Ingrid Koch – Bilder aus ihrem Leben mit der Villa
„Langeweile kenne ich nicht“ – Porträt Ingrid Koch (WIR 1/2020)
Spontaneität und Bodenständigkeit sind zwei von vielen Eigenschaften, die sich wie ein roter Faden durch das Leben von Ingrid Koch ziehen. „Meine geringe Körpergröße ist wahrscheinlich auf eine Mutation zurückzuführen, aber ich habe früh gelernt, mich so zu akzeptieren, wie ich bin“, sagt sie. Nachdem sie diese Entscheidung für sich getroffen hatte, blickte sie immer nach vorne und stellte sich den Herausforderungen, die das Leben für sie bereithielt.
„Ich habe immer mit Tricks und durch Ausprobieren herausgefunden, wie ich etwas erreichen kann.“
Ingrid Koch
So lernte sie von ihrer Mutter das Nähen. Das Geld zum Leben verdienten sich Mutter und Tochter nach dem frühen Tod des Vaters mit dem Nähen von Arbeitskleidung. Eine Herausforderung für ihre Hände, denn ihre Finger sind nur eingeschränkt beweglich. Ein Arzt wollte ihr die Sehnen verlängern. Doch die Operation war ihr zu riskant. Ihre Mutter zeigte ihr die Nähtechnik und sagte: „Das musst du selbst ausprobieren. “Das tat Ingrid Koch. „Ich habe immer meine Kleider genäht oder geändert, weil ich das bei meiner Größe für jedes Kleidungsstück machen musste.“
Ihre Liebe zum Theater, zum Reisen und zur Fotografie sind weitere Themen, über die Ingrid Koch gerne erzählt. Viele Jahre kam sie in die Villa Donnersmarck, die damals noch Bildungs- und Freizeitstätte hieß. Der Berliner Kleinkunstkünstler und Schauspieler Bernd Kummer schmiedete hier in vielen Inszenierungen ein inklusives Theaterensemble. Ingrid Koch war mit ihrer klaren Stimme die Souffleuse.

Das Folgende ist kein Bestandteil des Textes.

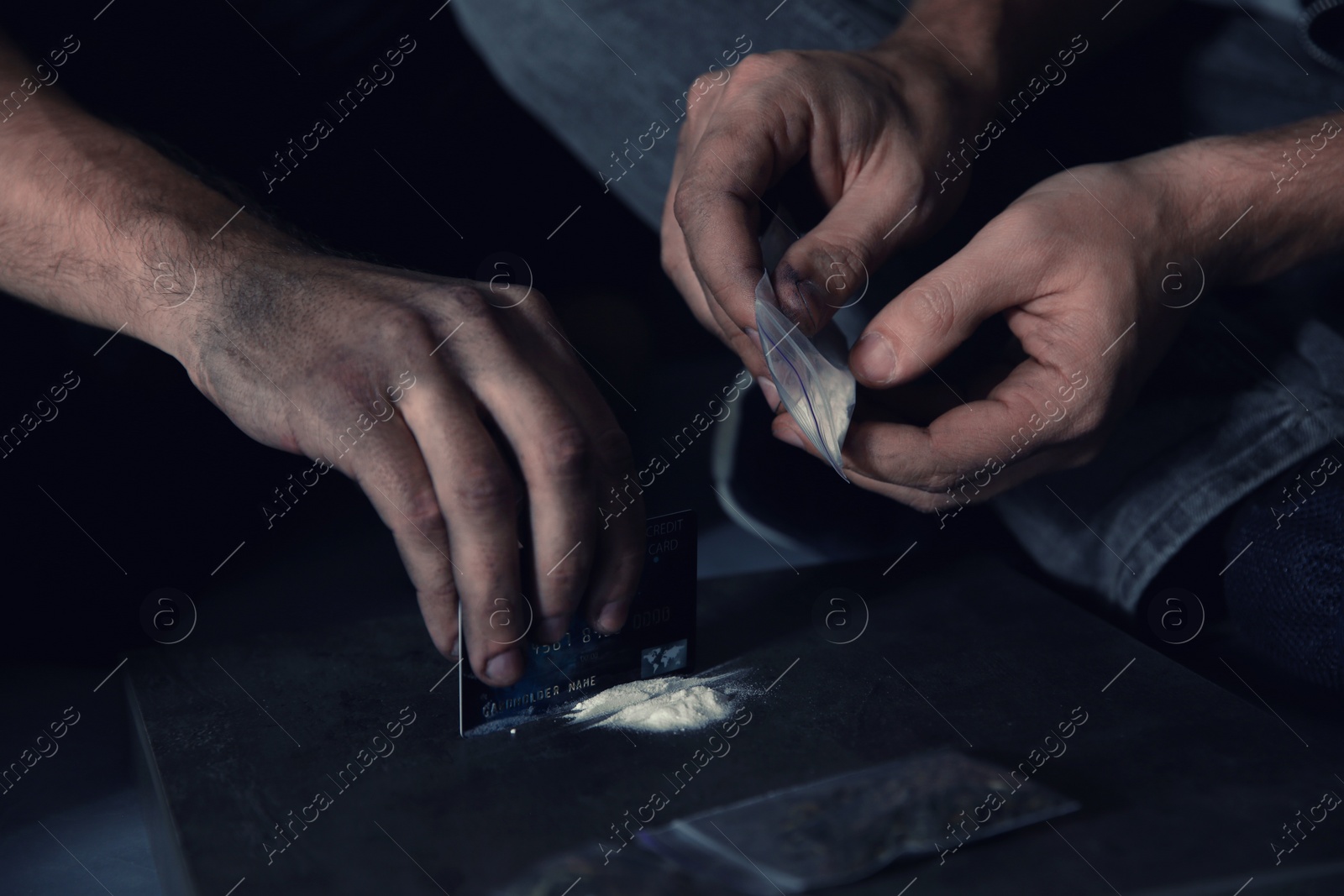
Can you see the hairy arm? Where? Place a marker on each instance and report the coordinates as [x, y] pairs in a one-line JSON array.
[[316, 355]]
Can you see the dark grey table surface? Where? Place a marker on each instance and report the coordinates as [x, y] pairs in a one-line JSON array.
[[1183, 785]]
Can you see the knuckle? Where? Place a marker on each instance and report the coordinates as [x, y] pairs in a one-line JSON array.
[[689, 201], [932, 308], [401, 327], [423, 511], [484, 490], [564, 453]]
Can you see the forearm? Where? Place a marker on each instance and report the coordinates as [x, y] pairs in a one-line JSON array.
[[994, 47], [1258, 204], [97, 226]]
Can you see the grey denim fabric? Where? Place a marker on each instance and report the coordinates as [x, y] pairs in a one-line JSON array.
[[1250, 387]]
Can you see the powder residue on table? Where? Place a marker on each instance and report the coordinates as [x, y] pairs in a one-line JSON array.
[[659, 705]]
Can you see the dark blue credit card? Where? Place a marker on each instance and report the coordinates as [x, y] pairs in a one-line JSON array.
[[658, 638]]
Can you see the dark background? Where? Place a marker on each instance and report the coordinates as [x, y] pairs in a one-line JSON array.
[[168, 486]]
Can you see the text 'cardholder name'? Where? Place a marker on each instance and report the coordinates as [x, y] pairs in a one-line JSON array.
[[658, 638]]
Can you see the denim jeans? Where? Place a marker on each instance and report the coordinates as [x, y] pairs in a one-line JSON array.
[[1253, 385]]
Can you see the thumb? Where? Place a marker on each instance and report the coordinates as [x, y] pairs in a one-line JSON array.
[[934, 315], [830, 266]]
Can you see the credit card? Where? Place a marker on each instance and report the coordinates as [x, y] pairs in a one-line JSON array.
[[658, 640]]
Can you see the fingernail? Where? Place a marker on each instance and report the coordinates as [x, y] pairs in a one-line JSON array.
[[612, 618], [553, 629], [506, 668], [874, 359], [770, 392]]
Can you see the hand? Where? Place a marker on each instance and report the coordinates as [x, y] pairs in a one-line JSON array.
[[318, 356], [873, 125], [1075, 265]]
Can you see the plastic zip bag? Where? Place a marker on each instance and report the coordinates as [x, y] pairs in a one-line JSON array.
[[819, 391]]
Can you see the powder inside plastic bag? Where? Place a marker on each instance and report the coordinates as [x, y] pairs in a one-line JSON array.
[[662, 705]]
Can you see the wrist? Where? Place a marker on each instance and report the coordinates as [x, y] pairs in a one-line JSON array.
[[98, 226], [1253, 208]]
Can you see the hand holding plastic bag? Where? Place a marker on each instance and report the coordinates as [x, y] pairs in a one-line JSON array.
[[817, 391]]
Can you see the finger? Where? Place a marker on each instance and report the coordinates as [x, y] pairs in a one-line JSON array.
[[830, 268], [1034, 409], [391, 472], [718, 208], [927, 322], [555, 454], [676, 264], [476, 495], [618, 493]]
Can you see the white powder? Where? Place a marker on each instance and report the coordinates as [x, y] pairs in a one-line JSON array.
[[662, 705]]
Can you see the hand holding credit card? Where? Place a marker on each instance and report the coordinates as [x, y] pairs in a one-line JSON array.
[[658, 638]]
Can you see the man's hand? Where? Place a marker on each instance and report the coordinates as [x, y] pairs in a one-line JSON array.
[[873, 127], [316, 355], [1075, 265], [460, 410], [1077, 268]]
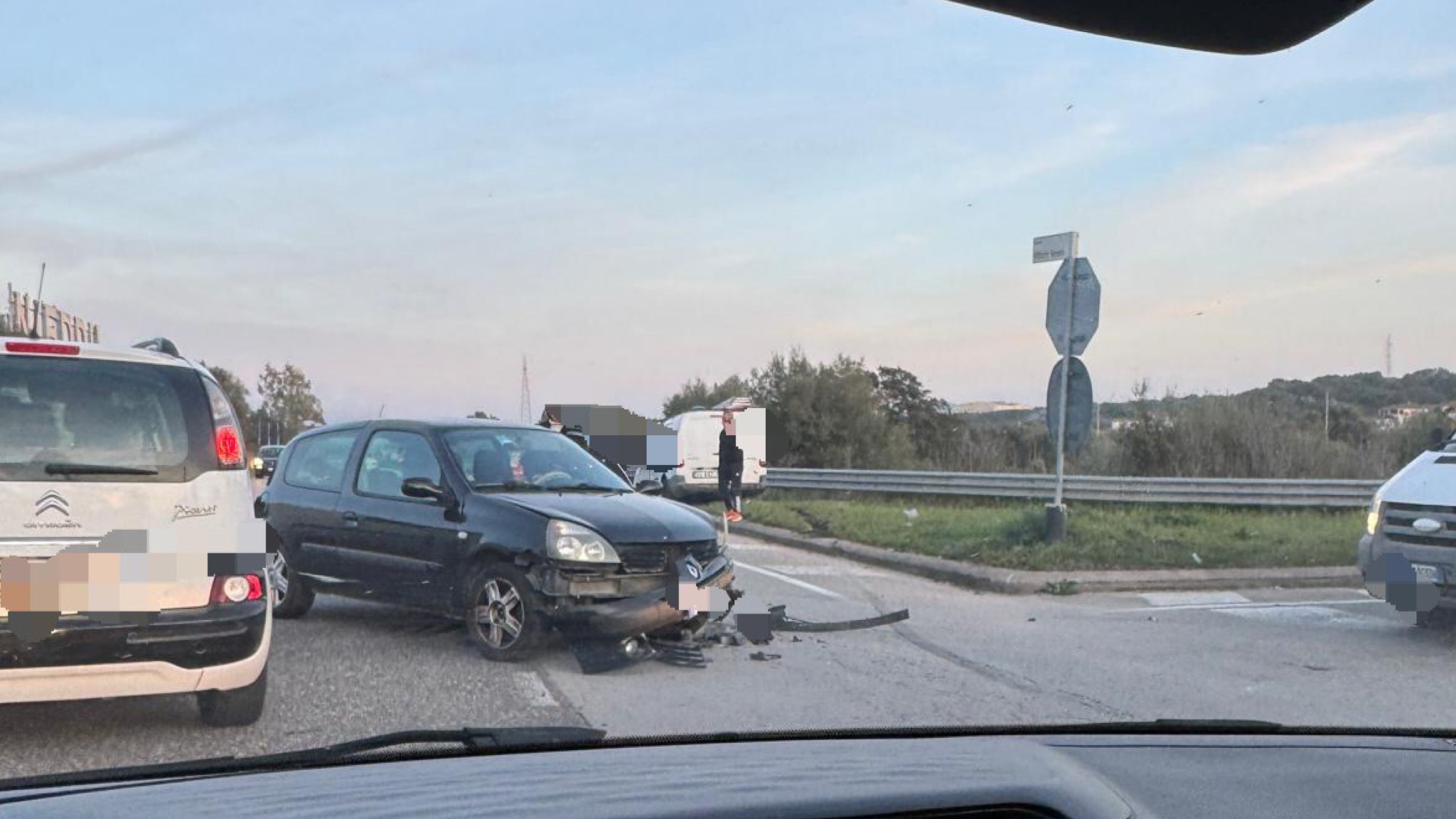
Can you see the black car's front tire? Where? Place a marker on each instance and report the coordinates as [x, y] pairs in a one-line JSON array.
[[294, 598], [237, 707], [504, 616], [1438, 619]]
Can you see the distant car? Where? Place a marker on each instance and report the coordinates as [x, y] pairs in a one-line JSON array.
[[267, 461], [1407, 554], [514, 530], [97, 445]]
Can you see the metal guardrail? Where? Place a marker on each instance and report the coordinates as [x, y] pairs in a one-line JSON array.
[[1214, 491]]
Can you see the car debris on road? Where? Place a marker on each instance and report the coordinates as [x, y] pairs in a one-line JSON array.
[[727, 630]]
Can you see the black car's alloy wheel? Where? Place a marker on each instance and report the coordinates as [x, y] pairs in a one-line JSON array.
[[504, 614], [294, 598]]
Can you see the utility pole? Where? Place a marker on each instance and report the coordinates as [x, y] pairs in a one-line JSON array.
[[36, 321], [526, 394]]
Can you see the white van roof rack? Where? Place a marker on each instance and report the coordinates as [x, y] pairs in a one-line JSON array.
[[159, 346]]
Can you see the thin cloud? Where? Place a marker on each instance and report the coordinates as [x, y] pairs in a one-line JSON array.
[[176, 136]]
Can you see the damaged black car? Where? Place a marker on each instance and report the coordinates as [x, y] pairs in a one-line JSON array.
[[514, 530]]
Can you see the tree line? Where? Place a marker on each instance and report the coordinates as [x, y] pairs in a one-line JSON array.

Doch irgendwann bekam sie Lust, selbst auf der Bühne zu stehen und mitzuspielen. „Das hat viel Spaß gemacht“, erzählt sie begeistert, „einmal waren wir sogar mit der ganzen Gruppe und allen Rollstühlen in Südwales auf Tournee.“ Auch bei der Satiregruppe FüDoSat (Fürst Donnersmarck Satire) war sie lange dabei. „Aber nach 20 Jahren dachte ich, jetzt reicht’s.“
„Zum Glück kam dann der Fahrdienst. Den habe ich als eine der Ersten genutzt.“
Ingrid Koch
Mobil zu sein, ist ihr bis heute wichtig. „Früher waren Behinderte einfach meistens zu Hause.“ Ingrid Koch wollte das nicht hinnehmen und die Welt sehen. Mit der Fürst Donnersmarck-Stiftung war sie viel unterwegs. Dahin hat sie ihren E-Rolli mitgenommen. „Ich habe auch noch einen Falter, wenn ich mal irgendwo bin, wo man keinen E-Rolli mitnehmen kann.“ Auf Reisen entdeckte sie ihre Liebe zur Fotografie.
Zu Hause in ihrer Charlottenburger Altbauwohnung kommt sie mit dem Stock gut zurecht. Eine Haushaltshilfe unterstützt sie im Alltag. „Die bezahle ich von meinem Pflegegeld“, sagt sie. „Vieles mache ich noch selbst, und meine Küchenmöbel habe ich an meine Größe anpassen lassen.“
Inzwischen ist Ingrid Koch 80 Jahre alt. „Aber ich fühle mich 20 Jahre jünger, weil ich mich auch immer wieder fordere“, sagt sie. „Wenn ich mit jemandem spreche, der mit sich unzufrieden ist, merke ich, dass ich trotz meiner Behinderung ein schönes Leben hatte.Ich habe alles, was mir geboten wurde, aufgesogen und genossen.“
Dieses Portrait aus der WIR 1/2020 ist Teil einer Serie zu „Alter und Behinderung“, der Schwerpunkt der Ausgabe, die im Archiv des WIR-Magazins digital zugänglich ist.